When you're creating frameset documents, you might find it helpful to indent the <frame> tags so that they're separated from the <frameset> tags in your HTML document. This has no effect on the appearance of the resulting web pages, but it does tend to make the HTML source easier to read.
The <noframes> Tag
What happens if a browser that doesn't support frames navigates to a frameset document? Nothing. You get a blank page. Fortunately, there's a way around this problem.
A special tag block called <noframes> enables you to include additional HTML code as part of the frameset document. The code you enclose within the <noframes> element isn't displayed in frames-compatible browsers, but it's displayed in browsers that don't support frames.
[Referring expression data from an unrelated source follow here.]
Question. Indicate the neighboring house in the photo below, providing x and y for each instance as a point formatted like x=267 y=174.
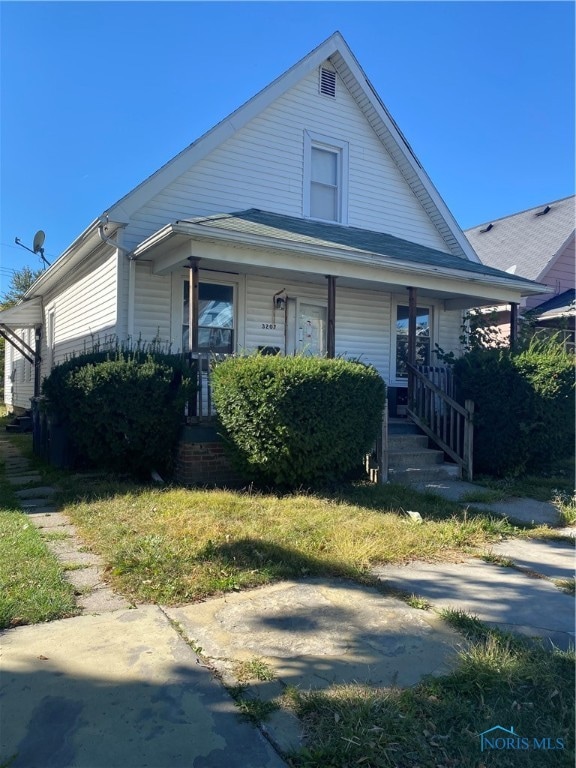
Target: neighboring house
x=301 y=222
x=537 y=244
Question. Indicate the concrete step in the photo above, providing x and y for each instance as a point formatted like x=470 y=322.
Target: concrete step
x=402 y=427
x=418 y=459
x=430 y=474
x=20 y=424
x=401 y=442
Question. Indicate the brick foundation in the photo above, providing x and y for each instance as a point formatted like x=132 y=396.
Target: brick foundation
x=200 y=459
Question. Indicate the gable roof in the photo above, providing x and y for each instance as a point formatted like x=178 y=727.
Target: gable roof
x=337 y=51
x=289 y=232
x=526 y=243
x=561 y=305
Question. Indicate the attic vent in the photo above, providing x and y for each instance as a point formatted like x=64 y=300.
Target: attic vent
x=327 y=82
x=543 y=212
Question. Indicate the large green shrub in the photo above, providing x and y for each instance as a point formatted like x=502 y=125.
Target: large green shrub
x=550 y=371
x=123 y=410
x=294 y=421
x=524 y=406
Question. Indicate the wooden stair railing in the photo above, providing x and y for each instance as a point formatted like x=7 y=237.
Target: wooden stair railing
x=446 y=422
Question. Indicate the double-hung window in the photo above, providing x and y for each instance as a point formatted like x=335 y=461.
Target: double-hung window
x=215 y=317
x=325 y=178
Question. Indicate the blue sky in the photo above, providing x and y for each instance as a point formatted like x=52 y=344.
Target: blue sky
x=96 y=96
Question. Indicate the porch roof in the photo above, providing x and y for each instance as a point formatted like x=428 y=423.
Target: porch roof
x=27 y=314
x=380 y=249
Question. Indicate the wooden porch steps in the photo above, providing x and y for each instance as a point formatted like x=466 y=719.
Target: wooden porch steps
x=21 y=423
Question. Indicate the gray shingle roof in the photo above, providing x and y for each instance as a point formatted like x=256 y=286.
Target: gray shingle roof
x=525 y=242
x=563 y=303
x=317 y=233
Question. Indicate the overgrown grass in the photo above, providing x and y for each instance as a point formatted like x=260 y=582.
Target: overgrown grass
x=177 y=545
x=501 y=680
x=544 y=487
x=32 y=584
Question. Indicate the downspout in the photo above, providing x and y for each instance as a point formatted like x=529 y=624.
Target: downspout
x=102 y=222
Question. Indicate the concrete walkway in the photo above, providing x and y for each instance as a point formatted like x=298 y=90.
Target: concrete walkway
x=128 y=687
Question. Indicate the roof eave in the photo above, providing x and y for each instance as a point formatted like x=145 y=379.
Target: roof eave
x=151 y=246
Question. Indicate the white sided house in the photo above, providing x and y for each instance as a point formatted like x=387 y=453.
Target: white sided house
x=301 y=222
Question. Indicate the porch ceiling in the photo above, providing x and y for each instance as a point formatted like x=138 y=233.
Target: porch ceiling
x=253 y=241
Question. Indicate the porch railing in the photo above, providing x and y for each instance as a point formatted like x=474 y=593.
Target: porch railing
x=201 y=408
x=446 y=422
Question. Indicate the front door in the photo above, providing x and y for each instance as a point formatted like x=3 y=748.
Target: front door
x=306 y=328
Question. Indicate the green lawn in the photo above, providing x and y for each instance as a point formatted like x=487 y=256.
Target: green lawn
x=32 y=584
x=175 y=545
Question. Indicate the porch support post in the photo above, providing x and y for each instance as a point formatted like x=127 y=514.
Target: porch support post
x=193 y=308
x=195 y=406
x=331 y=330
x=513 y=325
x=412 y=314
x=37 y=360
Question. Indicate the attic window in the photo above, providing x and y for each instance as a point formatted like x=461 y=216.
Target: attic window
x=543 y=212
x=327 y=82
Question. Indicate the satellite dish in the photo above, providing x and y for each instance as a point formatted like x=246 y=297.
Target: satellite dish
x=39 y=238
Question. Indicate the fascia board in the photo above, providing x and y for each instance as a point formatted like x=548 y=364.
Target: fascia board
x=222 y=131
x=213 y=235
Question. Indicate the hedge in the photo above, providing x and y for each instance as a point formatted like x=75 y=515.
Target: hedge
x=293 y=421
x=122 y=410
x=524 y=406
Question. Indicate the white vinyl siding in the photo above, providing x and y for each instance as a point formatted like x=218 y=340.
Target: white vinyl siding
x=152 y=307
x=449 y=330
x=84 y=311
x=18 y=372
x=362 y=318
x=262 y=166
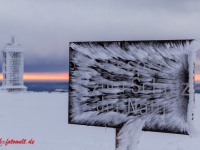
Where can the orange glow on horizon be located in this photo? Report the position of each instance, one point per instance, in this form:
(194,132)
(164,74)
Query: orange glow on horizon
(44,76)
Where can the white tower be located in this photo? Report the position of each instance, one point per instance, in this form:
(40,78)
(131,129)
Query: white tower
(13,67)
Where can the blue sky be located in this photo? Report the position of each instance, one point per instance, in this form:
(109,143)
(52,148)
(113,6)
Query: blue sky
(45,27)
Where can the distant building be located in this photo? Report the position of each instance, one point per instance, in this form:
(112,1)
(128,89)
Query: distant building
(13,68)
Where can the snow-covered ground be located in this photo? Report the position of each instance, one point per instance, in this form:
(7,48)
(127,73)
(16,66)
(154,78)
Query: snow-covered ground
(43,117)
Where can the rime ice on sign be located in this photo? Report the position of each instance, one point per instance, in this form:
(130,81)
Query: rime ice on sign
(13,68)
(134,86)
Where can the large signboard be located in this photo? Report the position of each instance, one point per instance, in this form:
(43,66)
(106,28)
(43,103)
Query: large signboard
(112,83)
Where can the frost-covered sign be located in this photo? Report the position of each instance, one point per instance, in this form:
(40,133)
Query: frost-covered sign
(131,85)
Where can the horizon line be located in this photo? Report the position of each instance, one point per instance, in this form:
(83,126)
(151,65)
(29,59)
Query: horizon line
(58,76)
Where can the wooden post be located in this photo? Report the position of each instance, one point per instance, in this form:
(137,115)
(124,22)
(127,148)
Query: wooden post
(116,141)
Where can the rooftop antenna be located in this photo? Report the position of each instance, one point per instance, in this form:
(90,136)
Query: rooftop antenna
(13,39)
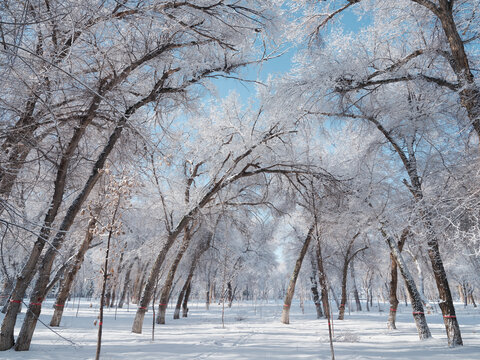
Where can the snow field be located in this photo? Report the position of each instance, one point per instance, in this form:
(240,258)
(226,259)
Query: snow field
(252,331)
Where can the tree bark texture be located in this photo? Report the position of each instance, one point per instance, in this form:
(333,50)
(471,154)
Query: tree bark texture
(39,292)
(348,257)
(417,306)
(293,279)
(67,283)
(167,286)
(392,315)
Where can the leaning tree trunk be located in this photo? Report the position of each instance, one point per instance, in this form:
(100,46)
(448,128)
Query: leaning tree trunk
(355,289)
(417,306)
(116,278)
(167,286)
(324,285)
(185,292)
(185,300)
(392,316)
(348,258)
(28,271)
(5,297)
(126,284)
(314,287)
(293,279)
(67,283)
(446,303)
(39,291)
(152,278)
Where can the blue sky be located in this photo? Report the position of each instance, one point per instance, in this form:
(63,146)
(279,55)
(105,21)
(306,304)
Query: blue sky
(277,66)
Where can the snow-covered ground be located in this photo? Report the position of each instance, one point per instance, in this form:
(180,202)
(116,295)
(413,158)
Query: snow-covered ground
(251,332)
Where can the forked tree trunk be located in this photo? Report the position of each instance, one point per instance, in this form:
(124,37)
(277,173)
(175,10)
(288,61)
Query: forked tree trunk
(102,296)
(39,291)
(316,297)
(29,270)
(126,284)
(417,306)
(347,259)
(185,300)
(293,279)
(167,286)
(115,278)
(322,276)
(150,285)
(355,289)
(314,287)
(185,292)
(67,283)
(446,303)
(392,316)
(5,296)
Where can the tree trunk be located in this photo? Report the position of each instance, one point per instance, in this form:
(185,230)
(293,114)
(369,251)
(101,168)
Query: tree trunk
(393,284)
(185,300)
(126,283)
(185,292)
(316,297)
(355,289)
(417,306)
(39,292)
(165,294)
(102,297)
(348,257)
(150,285)
(446,303)
(5,297)
(67,283)
(293,279)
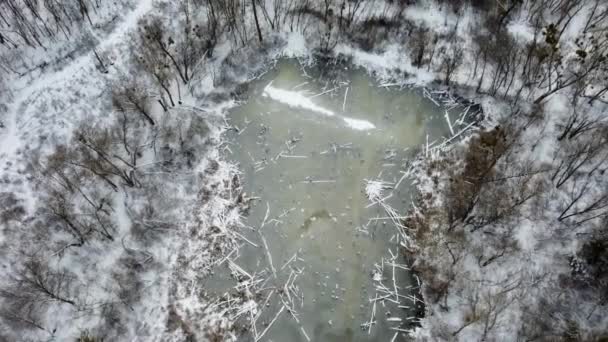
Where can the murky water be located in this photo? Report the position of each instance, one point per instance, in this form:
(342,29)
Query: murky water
(306,152)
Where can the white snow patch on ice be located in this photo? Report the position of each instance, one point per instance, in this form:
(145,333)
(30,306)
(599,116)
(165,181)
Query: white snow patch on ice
(358,124)
(294,99)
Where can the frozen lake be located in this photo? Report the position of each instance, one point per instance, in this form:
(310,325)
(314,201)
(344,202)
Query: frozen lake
(307,143)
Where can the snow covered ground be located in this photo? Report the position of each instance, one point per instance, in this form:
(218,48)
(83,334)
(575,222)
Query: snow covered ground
(494,274)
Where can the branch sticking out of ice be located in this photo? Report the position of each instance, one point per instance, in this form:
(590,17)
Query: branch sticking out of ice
(297,99)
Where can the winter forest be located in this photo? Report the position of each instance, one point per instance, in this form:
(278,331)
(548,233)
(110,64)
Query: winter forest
(303,170)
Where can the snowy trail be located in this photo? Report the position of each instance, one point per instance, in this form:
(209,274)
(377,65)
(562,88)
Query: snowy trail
(10,141)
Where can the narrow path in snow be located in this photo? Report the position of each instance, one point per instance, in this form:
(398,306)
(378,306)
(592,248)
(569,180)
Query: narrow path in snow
(9,138)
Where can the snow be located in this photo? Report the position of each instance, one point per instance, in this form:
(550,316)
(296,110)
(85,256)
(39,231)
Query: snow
(298,99)
(294,99)
(45,112)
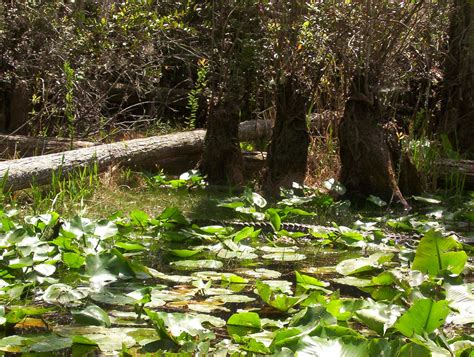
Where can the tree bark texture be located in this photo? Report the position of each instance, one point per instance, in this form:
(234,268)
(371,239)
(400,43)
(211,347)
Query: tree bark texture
(288,151)
(222,158)
(141,153)
(367,166)
(16,146)
(458,106)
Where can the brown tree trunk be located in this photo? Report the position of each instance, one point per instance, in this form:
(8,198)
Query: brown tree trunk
(458,106)
(367,166)
(288,151)
(222,158)
(147,153)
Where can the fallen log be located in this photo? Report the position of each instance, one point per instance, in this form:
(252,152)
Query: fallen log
(463,169)
(14,146)
(142,153)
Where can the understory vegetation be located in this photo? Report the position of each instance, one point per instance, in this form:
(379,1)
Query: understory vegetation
(347,229)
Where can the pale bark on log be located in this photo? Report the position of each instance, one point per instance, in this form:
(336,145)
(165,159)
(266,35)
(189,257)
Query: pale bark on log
(148,152)
(465,168)
(15,146)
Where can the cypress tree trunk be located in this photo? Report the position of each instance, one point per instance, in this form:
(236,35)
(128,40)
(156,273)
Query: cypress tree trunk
(288,151)
(367,165)
(458,106)
(222,159)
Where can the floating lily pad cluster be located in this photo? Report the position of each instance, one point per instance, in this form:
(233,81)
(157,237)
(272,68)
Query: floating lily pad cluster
(143,284)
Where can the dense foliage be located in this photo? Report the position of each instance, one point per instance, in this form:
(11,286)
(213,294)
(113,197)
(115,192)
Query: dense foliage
(90,68)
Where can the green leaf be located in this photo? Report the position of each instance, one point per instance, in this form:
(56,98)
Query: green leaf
(130,247)
(73,260)
(376,201)
(63,294)
(139,218)
(108,266)
(309,283)
(460,298)
(256,199)
(323,347)
(198,264)
(184,253)
(436,253)
(92,315)
(49,343)
(280,302)
(379,316)
(45,269)
(243,323)
(358,265)
(425,315)
(275,219)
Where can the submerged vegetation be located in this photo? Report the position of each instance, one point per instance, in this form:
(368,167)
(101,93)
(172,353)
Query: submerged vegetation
(367,100)
(375,282)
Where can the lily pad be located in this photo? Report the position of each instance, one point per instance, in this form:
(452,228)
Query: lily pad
(197,264)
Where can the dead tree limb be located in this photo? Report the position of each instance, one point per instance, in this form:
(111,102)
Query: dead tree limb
(143,153)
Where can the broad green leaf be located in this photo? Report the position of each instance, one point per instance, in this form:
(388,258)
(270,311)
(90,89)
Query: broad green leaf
(184,253)
(436,253)
(107,267)
(130,246)
(280,302)
(413,349)
(376,201)
(243,322)
(275,219)
(309,283)
(256,199)
(358,265)
(92,315)
(198,264)
(139,218)
(424,316)
(379,316)
(73,260)
(45,269)
(49,343)
(323,347)
(177,323)
(285,256)
(461,299)
(63,294)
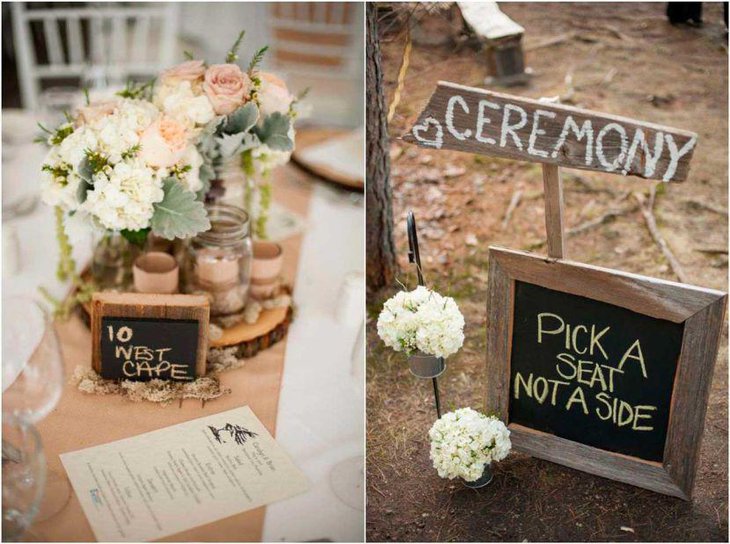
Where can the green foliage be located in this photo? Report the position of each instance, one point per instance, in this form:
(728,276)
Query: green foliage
(264,205)
(179,215)
(60,172)
(66,264)
(137,91)
(131,152)
(67,270)
(256,59)
(274,132)
(300,96)
(136,237)
(60,134)
(95,162)
(232,55)
(247,163)
(241,120)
The <noframes> tag takes the following form:
<html> <head> <title>Frameset with No Frames Content</title> </head> <frameset> your frameset goes here. <noframes> Include any text, hyperlinks, and tags you want to here. </noframes> </frameset> </html>
Using the frames' content and tags inside <noframes>, you can create pages that work well with both kinds of browsers. Later today, you'll add some <noframes> content to a frameset.
The way the <noframes> tag works is actually kind of interesting. It works because web browsers are designed to ignore tags that they don't understand. So, browsers that don't support frames ignore the <frameset> and <frame> tags. They also ignore the <noframes> tag and just display whatever is inside it. Browsers that do support frames know to render the frames and ignore the text inside the <noframes> tag.